Muscle Soreness - Eccentric Contraction

We have all felt that muscle soreness feeling a day or so after training yet many of us do not know what it is and what impact it is having on our body.

The official term for this muscless soreness is actually "Delayed onset muscle soreness", it is called this because the soreness can occur up to three days after training. The sore feeling that occurs can be local to the area you have trained (the chest after bench pressing for example) or can be felt on multiple muscle groups (back and legs after deadlifts for example).

Scientists previously thought this sore feeling was due to a build up in lactic acid within the muscles that were trained but this theory has been pushed aside by a new theory on muscle soreness. The reason that this theory does not hold and was pushed aside is because lactic acid does not last long in a specific area and disperses not long after exercise.

The new theory is that the muscle soreness a weight trainer (powerlifter or bodybuilder) may feel is due to pushing the body slightly further than the accustomed training levels it is used to. This causes tiny tears in the muscle fibres through something called eccentric contraction.

What is Eccentric Contraction?

When lifting a weight that produces greater force than that of the muscle lifting it (in laymans terms lifting heavy weights you find difficult to lift) the tension causes the muscle to elongate.

What this means is that as you're lifting a weight your muscle is not only lifting the weight. By elongating itself the muscle is acting as a decelerate for the joint so towards the end of your lifting movement the joint is not pulled by the muscle contraction, but rather protected as the muscle controls how you position the weight.

Example: Squat

When you have moved in to the squat position then move to stand up again your muscle elongates towards the end of the movement to compensate for the heavy load you are lifting and act as a decelerate for the joints to stop them being pulled in the direction of the muscle contraction.

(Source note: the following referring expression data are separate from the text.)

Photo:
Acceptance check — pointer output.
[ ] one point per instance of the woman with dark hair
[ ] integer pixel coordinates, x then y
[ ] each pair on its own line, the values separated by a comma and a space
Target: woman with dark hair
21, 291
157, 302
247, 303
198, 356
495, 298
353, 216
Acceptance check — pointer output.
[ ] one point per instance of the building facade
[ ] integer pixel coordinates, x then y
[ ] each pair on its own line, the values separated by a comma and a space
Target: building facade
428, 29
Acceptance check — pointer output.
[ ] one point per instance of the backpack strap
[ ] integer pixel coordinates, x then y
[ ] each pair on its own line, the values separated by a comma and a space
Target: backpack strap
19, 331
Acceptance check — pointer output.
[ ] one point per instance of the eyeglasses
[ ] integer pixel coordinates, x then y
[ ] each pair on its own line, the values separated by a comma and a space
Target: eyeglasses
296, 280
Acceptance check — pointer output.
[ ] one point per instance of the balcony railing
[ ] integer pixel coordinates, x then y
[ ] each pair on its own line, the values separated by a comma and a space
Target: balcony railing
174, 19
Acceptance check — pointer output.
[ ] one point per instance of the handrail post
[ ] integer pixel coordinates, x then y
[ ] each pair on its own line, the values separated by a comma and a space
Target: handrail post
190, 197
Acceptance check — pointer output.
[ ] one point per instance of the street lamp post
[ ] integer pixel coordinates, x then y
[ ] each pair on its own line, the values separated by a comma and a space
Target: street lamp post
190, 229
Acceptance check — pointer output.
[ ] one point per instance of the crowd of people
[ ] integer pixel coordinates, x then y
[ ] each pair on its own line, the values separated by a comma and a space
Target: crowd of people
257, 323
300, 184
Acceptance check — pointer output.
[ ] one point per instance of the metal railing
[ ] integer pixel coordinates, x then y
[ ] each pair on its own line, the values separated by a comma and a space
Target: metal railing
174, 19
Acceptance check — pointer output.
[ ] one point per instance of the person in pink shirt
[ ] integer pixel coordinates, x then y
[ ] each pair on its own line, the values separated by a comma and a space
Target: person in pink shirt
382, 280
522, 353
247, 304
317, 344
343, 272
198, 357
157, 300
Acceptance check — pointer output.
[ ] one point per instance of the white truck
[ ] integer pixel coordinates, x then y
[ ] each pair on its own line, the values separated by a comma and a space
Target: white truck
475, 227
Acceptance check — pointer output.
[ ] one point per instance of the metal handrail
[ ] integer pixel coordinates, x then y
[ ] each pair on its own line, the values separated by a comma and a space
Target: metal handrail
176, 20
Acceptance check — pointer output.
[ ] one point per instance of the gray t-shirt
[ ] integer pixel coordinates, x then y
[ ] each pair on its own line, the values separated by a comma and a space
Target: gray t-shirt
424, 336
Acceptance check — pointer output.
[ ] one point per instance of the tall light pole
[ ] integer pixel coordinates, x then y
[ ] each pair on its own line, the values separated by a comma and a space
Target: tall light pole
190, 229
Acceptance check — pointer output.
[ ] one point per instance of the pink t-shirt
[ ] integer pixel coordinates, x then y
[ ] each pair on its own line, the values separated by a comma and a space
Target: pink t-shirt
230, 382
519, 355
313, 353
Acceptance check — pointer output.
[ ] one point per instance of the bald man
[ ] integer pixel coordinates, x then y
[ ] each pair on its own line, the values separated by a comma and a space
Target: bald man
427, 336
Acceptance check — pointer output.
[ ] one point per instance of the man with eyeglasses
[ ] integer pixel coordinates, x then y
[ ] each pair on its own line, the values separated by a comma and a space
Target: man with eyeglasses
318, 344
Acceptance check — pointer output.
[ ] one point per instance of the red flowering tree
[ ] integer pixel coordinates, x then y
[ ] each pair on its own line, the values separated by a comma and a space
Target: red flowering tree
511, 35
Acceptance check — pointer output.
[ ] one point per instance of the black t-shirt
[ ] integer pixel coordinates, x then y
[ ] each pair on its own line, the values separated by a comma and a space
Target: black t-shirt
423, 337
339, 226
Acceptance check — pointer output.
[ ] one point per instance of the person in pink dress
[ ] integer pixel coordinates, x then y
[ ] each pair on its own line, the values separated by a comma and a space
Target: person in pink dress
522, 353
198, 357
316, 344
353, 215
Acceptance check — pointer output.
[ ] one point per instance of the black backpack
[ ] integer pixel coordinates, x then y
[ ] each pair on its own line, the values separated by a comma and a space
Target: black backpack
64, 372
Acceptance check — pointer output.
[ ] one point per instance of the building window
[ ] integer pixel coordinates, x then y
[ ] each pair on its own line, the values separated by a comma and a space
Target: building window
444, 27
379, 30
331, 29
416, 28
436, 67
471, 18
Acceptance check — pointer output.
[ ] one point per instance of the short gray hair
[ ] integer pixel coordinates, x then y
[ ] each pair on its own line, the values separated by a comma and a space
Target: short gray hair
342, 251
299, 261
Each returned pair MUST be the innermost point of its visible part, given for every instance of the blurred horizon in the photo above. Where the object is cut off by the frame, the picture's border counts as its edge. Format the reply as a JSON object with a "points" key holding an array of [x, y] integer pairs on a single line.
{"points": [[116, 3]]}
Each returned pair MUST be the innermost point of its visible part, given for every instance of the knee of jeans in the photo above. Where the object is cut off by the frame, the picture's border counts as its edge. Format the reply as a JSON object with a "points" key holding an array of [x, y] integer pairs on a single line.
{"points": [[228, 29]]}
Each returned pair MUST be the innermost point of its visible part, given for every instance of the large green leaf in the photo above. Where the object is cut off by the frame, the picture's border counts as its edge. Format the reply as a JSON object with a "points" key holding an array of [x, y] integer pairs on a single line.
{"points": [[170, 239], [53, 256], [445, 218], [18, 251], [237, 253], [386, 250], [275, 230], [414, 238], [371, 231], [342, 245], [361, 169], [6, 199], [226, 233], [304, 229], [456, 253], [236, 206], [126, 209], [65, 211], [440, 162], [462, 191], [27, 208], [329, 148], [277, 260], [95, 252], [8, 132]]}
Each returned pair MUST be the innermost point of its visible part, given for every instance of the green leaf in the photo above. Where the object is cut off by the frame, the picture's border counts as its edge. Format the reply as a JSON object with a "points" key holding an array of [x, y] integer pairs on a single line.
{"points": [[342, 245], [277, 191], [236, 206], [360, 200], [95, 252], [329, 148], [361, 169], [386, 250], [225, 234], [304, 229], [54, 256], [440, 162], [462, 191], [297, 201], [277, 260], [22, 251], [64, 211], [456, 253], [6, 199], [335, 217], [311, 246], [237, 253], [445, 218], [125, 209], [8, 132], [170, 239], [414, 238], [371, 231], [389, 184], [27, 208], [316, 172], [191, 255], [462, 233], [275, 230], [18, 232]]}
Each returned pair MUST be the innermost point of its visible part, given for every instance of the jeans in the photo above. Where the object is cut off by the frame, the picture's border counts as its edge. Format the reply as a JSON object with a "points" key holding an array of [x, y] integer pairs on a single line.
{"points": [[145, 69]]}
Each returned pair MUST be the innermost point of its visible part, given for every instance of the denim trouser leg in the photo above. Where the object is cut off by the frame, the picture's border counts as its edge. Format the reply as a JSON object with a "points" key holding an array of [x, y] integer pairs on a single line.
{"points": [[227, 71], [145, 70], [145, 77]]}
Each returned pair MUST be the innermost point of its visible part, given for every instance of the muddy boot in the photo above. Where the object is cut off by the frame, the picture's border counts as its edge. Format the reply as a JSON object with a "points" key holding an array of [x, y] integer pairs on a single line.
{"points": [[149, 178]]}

When muscles are put under extensive eccentric loading, as caused by weight lifting, small tears occur in the muscle fibres which causes your muscle soreness.

What does this mean to me?

What this means is that the soreness you are feeling is positive as you have pushed your body and now it is going to repair stronger, in essence this is what a weight lifter is trying to achieve. Every time you train you are tearing your muscles slightly and they rebuild stronger.

What this does mean is that you should not train the muscle group that is sore until the soreness subsides as you could overtrain causing a negative impact on the muscle. This means breaking up your training schedule to compensate (train one day, have a day off the next for example).

When you first start weight lifting in the gym you will expect to feel sore for the first few times you train as your muscles gets used to the movements you are doing. Over time you will not feel the soreness as much as the muscles know the movements so will not get delayed onset muscless soreness through eccentric contraction so easily.